The collateral damage from bombing a high value target can be shocking.
For example, the report quoted another source, B, saying, when a plane bombed the commander of one battalion, Shuja’iya, Dec. 2, (whom the IDF identified as Wisam Ferhat, “we knew that we would kill over 100 civilians. For me, psychologically, it was unusual. Over 100 civilians – it crosses some red line.”
It sure does.
The report quoted a senior intelligence source as saying he believes his “disproportionate” policy of killing Palestinians in Gaza “endangers Israelis.”

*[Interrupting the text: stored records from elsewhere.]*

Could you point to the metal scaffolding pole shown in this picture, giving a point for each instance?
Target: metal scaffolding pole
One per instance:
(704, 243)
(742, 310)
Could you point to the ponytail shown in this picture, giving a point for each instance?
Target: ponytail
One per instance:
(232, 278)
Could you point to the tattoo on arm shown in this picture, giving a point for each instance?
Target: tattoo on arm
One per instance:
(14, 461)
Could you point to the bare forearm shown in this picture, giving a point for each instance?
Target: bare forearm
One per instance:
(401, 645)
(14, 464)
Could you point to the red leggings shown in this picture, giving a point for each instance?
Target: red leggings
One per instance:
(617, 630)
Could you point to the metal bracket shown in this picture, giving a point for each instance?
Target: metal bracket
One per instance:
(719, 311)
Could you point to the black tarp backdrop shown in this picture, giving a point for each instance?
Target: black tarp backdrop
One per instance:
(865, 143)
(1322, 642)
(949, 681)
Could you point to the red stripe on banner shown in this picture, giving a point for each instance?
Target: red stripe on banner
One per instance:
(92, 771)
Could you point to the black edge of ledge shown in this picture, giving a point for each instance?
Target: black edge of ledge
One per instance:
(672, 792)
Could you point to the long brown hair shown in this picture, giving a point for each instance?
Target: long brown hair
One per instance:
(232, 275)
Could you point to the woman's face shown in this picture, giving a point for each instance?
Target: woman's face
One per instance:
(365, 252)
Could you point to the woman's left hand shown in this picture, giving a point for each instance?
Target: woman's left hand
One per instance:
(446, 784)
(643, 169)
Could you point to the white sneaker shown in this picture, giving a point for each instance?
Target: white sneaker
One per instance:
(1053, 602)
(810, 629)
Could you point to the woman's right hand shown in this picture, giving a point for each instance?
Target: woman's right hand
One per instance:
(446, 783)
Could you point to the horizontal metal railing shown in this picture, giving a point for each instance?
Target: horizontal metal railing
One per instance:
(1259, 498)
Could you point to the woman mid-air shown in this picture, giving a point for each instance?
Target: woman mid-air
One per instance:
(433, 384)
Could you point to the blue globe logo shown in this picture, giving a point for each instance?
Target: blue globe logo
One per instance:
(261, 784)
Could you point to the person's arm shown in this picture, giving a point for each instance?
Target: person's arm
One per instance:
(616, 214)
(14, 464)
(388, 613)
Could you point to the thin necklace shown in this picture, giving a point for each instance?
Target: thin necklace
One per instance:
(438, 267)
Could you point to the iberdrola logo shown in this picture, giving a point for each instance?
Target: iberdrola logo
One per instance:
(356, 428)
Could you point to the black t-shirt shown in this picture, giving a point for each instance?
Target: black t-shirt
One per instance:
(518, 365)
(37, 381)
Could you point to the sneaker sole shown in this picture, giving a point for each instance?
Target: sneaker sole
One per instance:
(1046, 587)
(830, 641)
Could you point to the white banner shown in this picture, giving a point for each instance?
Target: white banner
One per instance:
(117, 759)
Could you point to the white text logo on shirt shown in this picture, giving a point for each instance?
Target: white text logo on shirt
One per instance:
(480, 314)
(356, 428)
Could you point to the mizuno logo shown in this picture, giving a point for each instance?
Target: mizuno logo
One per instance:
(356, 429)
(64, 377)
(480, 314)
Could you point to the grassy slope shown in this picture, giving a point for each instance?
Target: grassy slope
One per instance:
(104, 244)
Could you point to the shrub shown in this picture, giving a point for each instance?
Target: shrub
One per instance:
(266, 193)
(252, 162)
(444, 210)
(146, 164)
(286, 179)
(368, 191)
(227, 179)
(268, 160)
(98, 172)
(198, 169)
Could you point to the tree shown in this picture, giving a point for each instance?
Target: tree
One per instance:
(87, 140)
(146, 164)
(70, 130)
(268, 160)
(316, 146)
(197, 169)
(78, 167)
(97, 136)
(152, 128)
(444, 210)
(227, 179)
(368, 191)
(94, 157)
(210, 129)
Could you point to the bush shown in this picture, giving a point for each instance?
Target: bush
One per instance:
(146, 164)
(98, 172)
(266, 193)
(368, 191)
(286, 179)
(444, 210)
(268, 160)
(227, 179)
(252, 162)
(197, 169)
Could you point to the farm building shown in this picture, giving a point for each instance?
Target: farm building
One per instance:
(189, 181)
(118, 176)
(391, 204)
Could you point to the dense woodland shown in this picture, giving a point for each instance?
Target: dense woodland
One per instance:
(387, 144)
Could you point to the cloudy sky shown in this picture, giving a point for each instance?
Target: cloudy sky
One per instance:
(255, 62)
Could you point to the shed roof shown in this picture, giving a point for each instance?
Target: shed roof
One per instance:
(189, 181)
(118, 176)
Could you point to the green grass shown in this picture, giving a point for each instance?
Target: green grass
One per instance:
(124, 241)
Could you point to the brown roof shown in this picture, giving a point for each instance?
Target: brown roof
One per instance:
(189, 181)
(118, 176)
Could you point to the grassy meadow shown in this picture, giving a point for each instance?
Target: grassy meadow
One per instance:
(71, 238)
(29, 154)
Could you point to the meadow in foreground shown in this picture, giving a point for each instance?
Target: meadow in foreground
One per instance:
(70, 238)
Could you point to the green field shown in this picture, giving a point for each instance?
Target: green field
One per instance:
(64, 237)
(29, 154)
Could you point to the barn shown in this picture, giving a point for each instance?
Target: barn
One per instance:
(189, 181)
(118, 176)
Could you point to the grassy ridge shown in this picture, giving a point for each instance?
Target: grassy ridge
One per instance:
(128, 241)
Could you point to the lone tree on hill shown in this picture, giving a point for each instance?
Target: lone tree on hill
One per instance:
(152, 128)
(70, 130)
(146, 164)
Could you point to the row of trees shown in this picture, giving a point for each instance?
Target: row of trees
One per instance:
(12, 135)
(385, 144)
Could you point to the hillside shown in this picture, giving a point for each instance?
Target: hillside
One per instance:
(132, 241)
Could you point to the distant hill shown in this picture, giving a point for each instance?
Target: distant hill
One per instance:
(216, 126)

“In the short term, we are safer, because we hurt Hamas,” he said. “But I think we’re less secure in the long run. I see how all the bereaved families in Gaza – which is nearly everyone – will raise the motivation for [people to join] Hamas 10 years down the line. And it will be much easier for [Hamas] to recruit them.”
It sure will. Better to bury those AI systems somewhere, especially before others go running to Israel to learn how to use them.
Richard C. Gross, who covered war and peace in Israel, the American military at the Pentagon, was foreign editor of United Press International and was the opinion page editor of The Baltimore Sun.